Boil some new potatoes, then slice them, and heat them with two ounces of butter, some minced parsley, a few drops of lemon juice, and a half teacupful of stock, salt and pepper.
Peel the potatoes and cut them into slices about one-eighth of an inch in thickness. Cut each slice into half. Soak the potatoes in cold water for half an hour. Dry well by rolling them up in a cloth. Put plenty of clean fat into a stewpan and as soon as it is hot (not boiling) put in the potatoes (in a frying basket). Let them cook slowly until they are tender, but they must on no account be allowed to get brown.
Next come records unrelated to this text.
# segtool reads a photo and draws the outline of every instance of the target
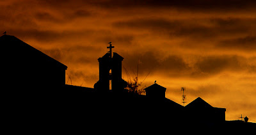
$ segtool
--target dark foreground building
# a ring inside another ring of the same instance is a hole
[[[127,92],[124,58],[111,49],[98,59],[99,80],[91,88],[65,84],[67,66],[13,36],[1,36],[0,44],[3,116],[5,125],[18,125],[15,130],[160,134],[232,127],[225,108],[200,97],[183,107],[166,98],[166,88],[156,83],[145,88],[146,95]]]

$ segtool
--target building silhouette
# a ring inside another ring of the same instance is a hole
[[[65,84],[67,67],[14,36],[0,37],[4,84],[24,90]]]
[[[0,44],[1,95],[4,110],[10,111],[6,116],[12,116],[6,117],[8,122],[24,125],[36,119],[41,127],[55,128],[87,123],[86,130],[127,131],[137,126],[148,133],[154,129],[225,130],[237,125],[225,121],[225,108],[212,107],[200,97],[184,107],[166,98],[166,88],[157,83],[145,89],[145,95],[127,92],[127,82],[122,79],[124,58],[116,52],[112,57],[111,49],[98,59],[99,80],[92,88],[65,84],[67,66],[14,36],[3,35]]]

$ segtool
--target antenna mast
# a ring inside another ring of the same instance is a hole
[[[185,100],[187,99],[187,95],[184,94],[184,91],[186,91],[186,87],[181,87],[181,91],[182,91],[182,102],[181,102],[182,103],[183,103],[183,106],[185,107],[185,103],[187,102]]]

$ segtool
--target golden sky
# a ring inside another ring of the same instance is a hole
[[[244,0],[0,0],[0,29],[66,65],[66,81],[86,87],[98,81],[97,59],[112,42],[132,76],[138,63],[139,81],[149,73],[142,86],[157,80],[180,104],[184,86],[188,102],[200,97],[227,108],[226,120],[242,114],[250,122],[256,120],[255,7]]]

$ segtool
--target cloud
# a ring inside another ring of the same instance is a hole
[[[216,45],[216,47],[230,50],[255,51],[256,50],[256,36],[246,36],[242,38],[223,40]]]

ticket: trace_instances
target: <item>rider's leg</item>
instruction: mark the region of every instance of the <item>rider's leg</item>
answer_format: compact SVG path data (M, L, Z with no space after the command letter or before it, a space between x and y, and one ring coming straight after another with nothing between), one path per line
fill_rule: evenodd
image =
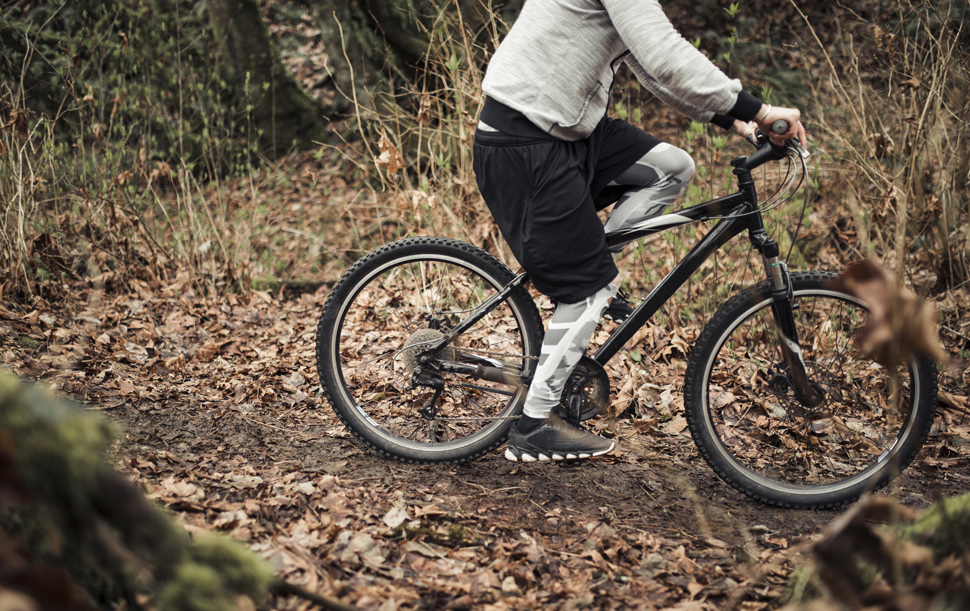
M573 368L582 358L616 286L608 284L576 303L560 303L542 340L539 366L523 415L509 432L509 460L561 460L605 454L613 442L566 424L552 409L559 404Z
M608 185L627 190L620 196L604 229L607 233L655 217L687 190L694 177L694 160L683 149L662 143L623 170ZM613 252L623 249L613 247Z
M608 284L577 303L560 303L549 320L539 353L539 367L526 395L523 413L544 419L559 404L563 388L573 367L579 362L593 337L603 310L616 295Z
Put aside on paper to drain. When they have had time to cool, prepare a bath of boiling fat. Place some of the potatoes (not too many at a time) in a frying basket. Immerse them in the boiling fat, when they should puff up, and quickly become a golden brown. Remove the basket directly the potatoes are ready. When all are done, sprinkle with salt and pepper, and serve at once. The secret of success lies in the two cookings, and the potatoes must be perfectly dry before cooking.
Wash, dry, and peel some large potatoes. Now pare them round and round into long strips. The strips should not be too thin, or they will break. Place in a frying basket and drop into hot fat, and fry a delicate brown; drain and sprinkle with salt, cayenne, and white pepper.
Beat two large eggs thoroughly, add three-quarters of a pint of milk, and season with a little pepper and salt. Next butter a large baking dish and put in first a layer of slices of cold potatoes. Sprinkle with grated cheese and a little pepper and salt and add carefully two tablespoonfuls of the eggs and milk. Repeat the process till the dish is full, letting the top layer be one of grated cheese. Bake in a moderate oven for half an hour and serve in the dish in which it is cooked.
This is a simple and economical way of using up cold potatoes. It makes an excellent supper dish.